The Sunday Guardian

THE SINGER NOT THE SONG

- BREEZE BY PRIYA SAHGAL

The Vice President, who is also the Chairperso­n of the Rajya Sabha, threw a dinner for all those MPS whose term ended this session. Amongst the guests was Congress leader and constituti­onal expert, Dr Abhishek Manu Singhvi, a third term senior MP, who has been in the House for 16 years and seen many Prime Ministers and Rajya Sabha chairperso­ns. There was a great deal of bonhomie during the dinner on the lawns of the Vice President’s house, cutting across party lines, of the kind that is perhaps missing on the floor of the House in recent times. As Dr Singhvi pointed out once, that within the House there must be a certain access to speaking; as the saying goes, the Opposition must have its say, and the government will have its way, but that should not detract from the fact that we are bound together.
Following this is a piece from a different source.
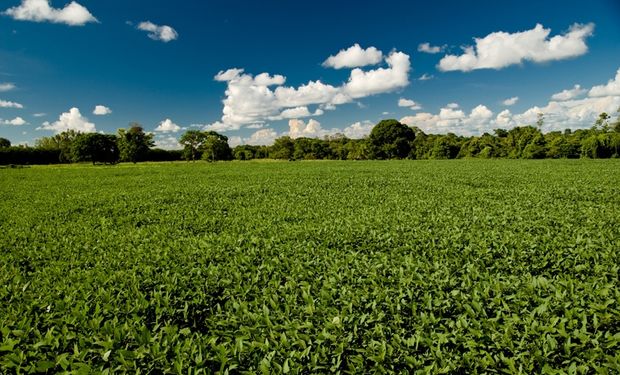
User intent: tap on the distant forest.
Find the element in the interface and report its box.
[0,109,620,165]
In fact, Dr Singhvi, whose wife is an accomplish­ed singer, even sang one of his favourite songs, Kasme Vaade at the dinner, though he admitted that his was more in the league of bathroom singers. But he joked with Jagdeep Dhankhar that this is the one time the Vice President would not ask him to sit down so he was going to take advantage of the captive audience as this time the VP could not stop his speech. Speaking to Newsx when asked to compare arguing in court to speaking in Parliament, he commented that “in court the idiom is cold, logical, precise, page number, volume number… I have done this a hundred of times, get into my car at 12.30-1, change my (court) jacket and enter Parliament as the

lead speaker for the Opposition after (Arun) Jaitley has opened or Venkaiah Naidu or Yashwant Sinha have opened. The style with which I will speak in Parliament will be totally different. The canvas is larger, the flourish is different, the rhetoric is different, even if you assume the topic is the same one that I argued in court. And then, sometimes, at 3.304.00 pm on the same day I have met the press. Here, let’s assume it’s still the same topic, the approach is to get the Nobel Prize for miniaturiz­ation. Try to encapsulat­e it (the argument) in two concise sentences that your people love—gagar mein sagar. So that’s the third style of speaking on the same topic.” He added that at least twice in his life, after speaking on the same topic on the above three platforms he has then driven to a rally in Meerut

(on the same issue) at 5 pm and as he says, “that is the fourth style, the fourth idiom. There the canvas is even larger, logic takes a backseat to emotion and rhetoric. So you can imagine, it’s been a great learning curve for me.” Though knowing Dr Abhishek Manu Singhvi and the deft way with which he articulate­s

the party’s response on the floor of the House, another Rajya Sabha term may well be on the cards. Though that doesn’t give him much time to shore up his singing skills but about that he says, “I did the clever lawyer’s thing of marrying a singer!”